1. **Always check health before investigating** - Run health check first to determine scope
2. **Use scripts for repetitive tasks** - Leverage provided scripts instead of manual commands
3. **Follow progressive troubleshooting** - Start with logs, then consult troubleshooting guide
4. **Verify fixes after applying** - Re-run health check to confirm resolution
5. **Monitor both pipelines together** - Dual pipelines are designed to complement each other

## Integration with Project Documentation

This skill complements project-specific documentation:

- **Architecture docs** - Explain dual-pipeline design rationale
- **Deployment guides** - Cover initial setup and configuration
- **This skill** - Focus on operational monitoring and troubleshooting

Load project documentation when needed for context, but use this skill's workflows for operational tasks.

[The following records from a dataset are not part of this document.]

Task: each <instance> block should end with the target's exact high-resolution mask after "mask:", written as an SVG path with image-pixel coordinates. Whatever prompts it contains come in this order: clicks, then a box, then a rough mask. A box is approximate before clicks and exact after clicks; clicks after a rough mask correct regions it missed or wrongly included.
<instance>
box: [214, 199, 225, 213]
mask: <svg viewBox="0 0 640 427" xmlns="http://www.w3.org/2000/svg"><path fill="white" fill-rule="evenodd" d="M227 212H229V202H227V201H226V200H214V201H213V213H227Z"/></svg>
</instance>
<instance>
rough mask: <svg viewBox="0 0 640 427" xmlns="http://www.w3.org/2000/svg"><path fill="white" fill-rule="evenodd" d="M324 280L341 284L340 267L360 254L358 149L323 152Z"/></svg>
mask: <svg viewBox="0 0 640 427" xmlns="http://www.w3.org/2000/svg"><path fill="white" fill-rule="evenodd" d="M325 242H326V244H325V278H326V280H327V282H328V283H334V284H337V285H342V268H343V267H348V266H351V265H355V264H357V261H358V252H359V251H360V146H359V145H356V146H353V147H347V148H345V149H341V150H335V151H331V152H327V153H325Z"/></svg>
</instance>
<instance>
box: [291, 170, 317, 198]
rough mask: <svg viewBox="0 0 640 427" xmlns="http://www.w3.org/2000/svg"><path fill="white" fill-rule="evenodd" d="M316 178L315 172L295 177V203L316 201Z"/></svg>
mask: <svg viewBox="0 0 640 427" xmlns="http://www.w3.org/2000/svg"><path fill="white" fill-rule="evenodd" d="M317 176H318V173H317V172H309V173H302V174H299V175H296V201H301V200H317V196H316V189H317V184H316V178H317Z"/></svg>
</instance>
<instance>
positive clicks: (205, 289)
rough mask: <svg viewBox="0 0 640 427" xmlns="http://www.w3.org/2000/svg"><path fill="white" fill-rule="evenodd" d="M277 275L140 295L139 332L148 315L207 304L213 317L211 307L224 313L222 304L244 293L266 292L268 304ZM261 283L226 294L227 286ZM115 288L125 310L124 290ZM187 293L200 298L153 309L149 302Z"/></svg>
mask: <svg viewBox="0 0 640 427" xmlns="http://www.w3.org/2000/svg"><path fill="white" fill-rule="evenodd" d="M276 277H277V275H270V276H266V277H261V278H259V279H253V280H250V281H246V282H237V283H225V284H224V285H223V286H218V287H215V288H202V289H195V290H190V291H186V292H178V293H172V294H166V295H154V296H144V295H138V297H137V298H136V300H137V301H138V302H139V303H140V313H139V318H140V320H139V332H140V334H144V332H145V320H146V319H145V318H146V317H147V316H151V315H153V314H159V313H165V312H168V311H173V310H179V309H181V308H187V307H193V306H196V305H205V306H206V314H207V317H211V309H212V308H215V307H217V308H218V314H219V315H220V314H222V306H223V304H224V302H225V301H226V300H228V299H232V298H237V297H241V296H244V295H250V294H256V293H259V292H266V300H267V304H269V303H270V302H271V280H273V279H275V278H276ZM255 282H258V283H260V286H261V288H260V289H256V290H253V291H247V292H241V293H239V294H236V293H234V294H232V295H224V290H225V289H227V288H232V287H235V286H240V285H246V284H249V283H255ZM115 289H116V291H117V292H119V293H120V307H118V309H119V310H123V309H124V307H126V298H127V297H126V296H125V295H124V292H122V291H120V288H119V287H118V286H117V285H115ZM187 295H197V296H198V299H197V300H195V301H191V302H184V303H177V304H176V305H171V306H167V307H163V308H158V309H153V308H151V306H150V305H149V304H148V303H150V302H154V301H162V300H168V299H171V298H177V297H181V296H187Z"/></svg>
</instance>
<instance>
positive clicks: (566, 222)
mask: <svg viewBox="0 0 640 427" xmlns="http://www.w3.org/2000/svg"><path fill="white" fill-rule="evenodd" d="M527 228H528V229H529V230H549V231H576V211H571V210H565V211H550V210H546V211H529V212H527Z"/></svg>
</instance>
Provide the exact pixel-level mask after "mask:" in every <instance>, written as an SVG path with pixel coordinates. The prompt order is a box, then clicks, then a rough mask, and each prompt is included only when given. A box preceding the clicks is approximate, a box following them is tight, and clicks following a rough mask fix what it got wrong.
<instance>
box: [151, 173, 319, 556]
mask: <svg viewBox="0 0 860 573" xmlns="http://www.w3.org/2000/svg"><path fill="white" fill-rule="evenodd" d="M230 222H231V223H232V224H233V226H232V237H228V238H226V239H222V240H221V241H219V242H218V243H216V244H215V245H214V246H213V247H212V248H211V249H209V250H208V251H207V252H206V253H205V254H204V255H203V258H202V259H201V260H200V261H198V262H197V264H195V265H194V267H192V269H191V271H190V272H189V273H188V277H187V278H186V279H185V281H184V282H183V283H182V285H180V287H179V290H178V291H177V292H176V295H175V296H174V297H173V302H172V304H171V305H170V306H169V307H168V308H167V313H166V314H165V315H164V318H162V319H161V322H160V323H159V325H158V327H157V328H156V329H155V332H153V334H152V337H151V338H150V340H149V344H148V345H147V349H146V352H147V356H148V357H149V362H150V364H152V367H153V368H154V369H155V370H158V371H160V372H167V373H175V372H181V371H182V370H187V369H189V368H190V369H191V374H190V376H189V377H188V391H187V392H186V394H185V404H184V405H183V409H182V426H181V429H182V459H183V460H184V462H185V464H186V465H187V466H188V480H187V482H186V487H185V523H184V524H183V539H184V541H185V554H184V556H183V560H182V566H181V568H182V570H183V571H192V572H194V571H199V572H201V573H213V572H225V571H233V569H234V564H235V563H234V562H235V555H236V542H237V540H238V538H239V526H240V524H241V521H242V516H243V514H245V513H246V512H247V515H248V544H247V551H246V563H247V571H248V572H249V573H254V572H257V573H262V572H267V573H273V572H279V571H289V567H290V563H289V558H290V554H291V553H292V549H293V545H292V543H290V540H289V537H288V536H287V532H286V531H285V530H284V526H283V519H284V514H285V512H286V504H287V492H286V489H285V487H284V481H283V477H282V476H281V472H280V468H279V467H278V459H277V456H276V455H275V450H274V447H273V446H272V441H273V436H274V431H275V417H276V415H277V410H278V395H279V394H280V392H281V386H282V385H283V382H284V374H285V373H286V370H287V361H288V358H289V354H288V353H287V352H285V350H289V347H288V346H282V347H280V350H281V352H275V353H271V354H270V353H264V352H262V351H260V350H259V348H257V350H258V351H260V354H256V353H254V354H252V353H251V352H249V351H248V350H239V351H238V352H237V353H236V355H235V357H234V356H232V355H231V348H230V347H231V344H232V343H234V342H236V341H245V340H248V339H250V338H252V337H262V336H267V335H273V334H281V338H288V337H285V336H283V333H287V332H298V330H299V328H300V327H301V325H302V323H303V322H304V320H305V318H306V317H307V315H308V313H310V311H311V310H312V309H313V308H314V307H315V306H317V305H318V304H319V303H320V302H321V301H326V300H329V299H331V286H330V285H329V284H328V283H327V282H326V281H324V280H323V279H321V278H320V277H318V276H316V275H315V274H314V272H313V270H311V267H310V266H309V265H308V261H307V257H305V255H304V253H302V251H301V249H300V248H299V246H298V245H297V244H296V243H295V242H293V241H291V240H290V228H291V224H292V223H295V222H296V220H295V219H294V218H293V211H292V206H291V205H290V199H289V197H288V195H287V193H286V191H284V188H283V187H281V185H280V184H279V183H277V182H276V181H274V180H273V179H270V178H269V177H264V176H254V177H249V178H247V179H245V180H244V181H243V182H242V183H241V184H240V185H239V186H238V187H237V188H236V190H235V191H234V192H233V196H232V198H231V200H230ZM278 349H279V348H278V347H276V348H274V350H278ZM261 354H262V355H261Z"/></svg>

## Cross-Reference: Data Completeness Verification

**Important**: This skill monitors pipeline health (whether pipelines are running), NOT data completeness.

For verifying actual data in ClickHouse (block counts, historical data presence):
- Use the **historical-backfill-execution** skill
- Run `scripts/clickhouse/verify_blocks.py` for database state verification

**Common scenario**: Pipeline health checks show OK, but historical data is missing. This happens because:
- Cloud Run hourly sync only loads last 2 hours (NOT historical)
- VM real-time collector only captures new blocks (NOT historical)
- Historical backfill requires separate one-time execution

See `historical-backfill-execution` skill for backfill operations and troubleshooting missing data.